When Hamill visited Seattle last week, we heard him speak at Kane Hall and later interviewed him at the Alexis Hotel.
Watchdogs: Tom Rosenstiel, director of the Project for Excellence in Journalism, said recently: "Bias is the elephant in the living room. We're in denial about it and don't want to admit it's there. We think it's less of a problem than the public does, and we just don't want to get into it." Is he right?
Hamill: I don't think there's a liberal bias in the press. It's certainly not any kind of conspiracy. But newspeople do come from a certain background nowadays. It's different from when I broke in. More people in newsrooms now are the sons and daughters of professionals rather than the sons and daughters of factory workers—which creates one kind of attitude.

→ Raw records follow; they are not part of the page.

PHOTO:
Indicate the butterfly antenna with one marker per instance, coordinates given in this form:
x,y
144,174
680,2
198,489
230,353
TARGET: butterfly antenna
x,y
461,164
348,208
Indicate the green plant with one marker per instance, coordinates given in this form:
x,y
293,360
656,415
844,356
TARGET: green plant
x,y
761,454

There's a world view that's sort of essentially white—not completely, because it includes the black middle class too. The values of black reporters are essentially all middle-class values. They're generally the children of doctors, not children of longshoremen.
I think there are biased papers—the Washington Times and the New York Post are clearly biased right-wing papers. There are very few left-wing papers. Eighty-five percent of the newspapers in the country support Republicans in their editorial pages, and are essentially conservative. My experience has been that whatever the politics of the publisher, the staff's is the opposite. If you have a liberal publisher, the staff tends to be more conservative. If the publishers are right wing, the staff tends to be more skeptical. I don't know if biased is the right word. I think the bias is more white middle-class than it is left or right. To say simply there's a liberal bias, I don't know what that means anymore.

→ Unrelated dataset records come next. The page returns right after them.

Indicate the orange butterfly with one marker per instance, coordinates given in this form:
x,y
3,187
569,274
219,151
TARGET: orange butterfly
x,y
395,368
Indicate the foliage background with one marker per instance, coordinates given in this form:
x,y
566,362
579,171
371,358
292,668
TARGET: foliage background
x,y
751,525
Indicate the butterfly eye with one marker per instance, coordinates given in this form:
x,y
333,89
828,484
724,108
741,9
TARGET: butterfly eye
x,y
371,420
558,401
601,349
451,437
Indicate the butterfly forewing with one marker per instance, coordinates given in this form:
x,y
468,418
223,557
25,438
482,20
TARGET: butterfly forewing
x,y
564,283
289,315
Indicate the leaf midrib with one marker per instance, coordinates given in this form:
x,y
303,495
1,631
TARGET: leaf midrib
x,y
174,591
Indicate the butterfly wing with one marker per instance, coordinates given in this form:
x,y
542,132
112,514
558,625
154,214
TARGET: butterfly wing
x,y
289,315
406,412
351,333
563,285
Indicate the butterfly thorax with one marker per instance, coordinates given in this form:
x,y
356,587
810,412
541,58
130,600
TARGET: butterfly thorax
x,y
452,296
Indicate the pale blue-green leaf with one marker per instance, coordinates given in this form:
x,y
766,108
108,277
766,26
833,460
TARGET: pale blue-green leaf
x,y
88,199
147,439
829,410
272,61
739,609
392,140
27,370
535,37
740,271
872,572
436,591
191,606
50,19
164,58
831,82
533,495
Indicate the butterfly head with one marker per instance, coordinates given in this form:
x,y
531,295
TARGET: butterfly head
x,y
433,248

Watchdogs: In your book, you cite the latest Editor & Publisher magazine survey ("Press Flawed, News Chiefs Admit," 1/17/98). It polled 359 US newspaper editors and 176 publishers, and found that 89 of them think the public perceives newspapers as liberal, while only 4.3 said moderate and 1.2 conservative. Are they wrong?
Hamill: I think that's how it's perceived. I don't think it's true. The reason people perceive it that way is that in every town in the country, right-wing radio is much more dominant than left-wing radio. You see the Limbaughs and the Limbaughettes everywhere, who for 10 years now have been hammering the idea into people's heads that there's a whole lot of these dirty rotten filthy liberal Comsymps eroding American values that we all stand for. And I don't think it's true in the way it's presented by right-wing radio. Right-wing radio is much more powerful than left-wing radio, television, or newspapers.

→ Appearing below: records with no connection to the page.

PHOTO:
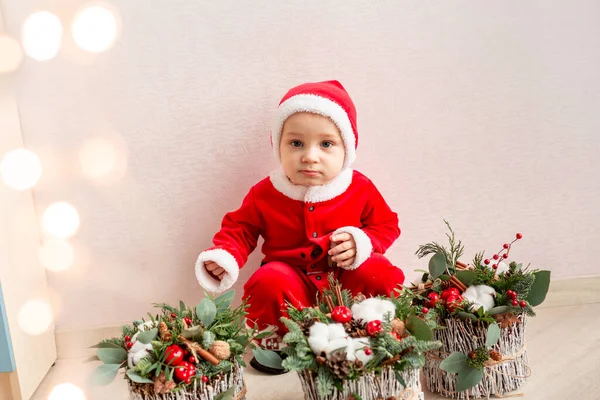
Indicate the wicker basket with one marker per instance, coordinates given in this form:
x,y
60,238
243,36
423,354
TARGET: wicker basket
x,y
464,336
200,391
368,387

Watchdogs: Didn't talk radio arise to offset bias in the mainstream media?
Hamill: No. A lot of the right-wing guys really thought that the great threat to their politics would come from reporting of stories—on guns, abortion-clinic bombings, or whatever—that would threaten their basic rhetorical principles. So if they could make the reporting suspect by claiming that it was all part of a widespread conspiracy of liberals to shade the news, then they'd be successful in what they are trying to do, which is to undermine the credibility of the news.
Watchdogs: Isn't there too much interpretation, advocacy, and opinion in news reporting?
Hamill: Yes, and I don't think that's healthy. Whether you're liberal, conservative, indifferent, or whatever, the news pages have to be straight. Otherwise people won't have the basic information to process their own ideas. I strongly believe that in the news pages, the tone should be more or less neutral. Columnists and editorial writers can have a field day, as long as it's clearly labeled as opinion. A column is by definition subjective. It better have an opinion—or it's not a column.
In this column's opinion, the elephant's still in the living room.
John Hamer and Mariana Parks are president and executive director, respectively, of the CounterPoint Center for ReMEDIAtion, an independent nonprofit media think tank, and co-editors of CounterPoint, a media-critique newsletter. Call them at 1-888-306-DOGS or e-mail email@example.com or firstname.lastname@example.org.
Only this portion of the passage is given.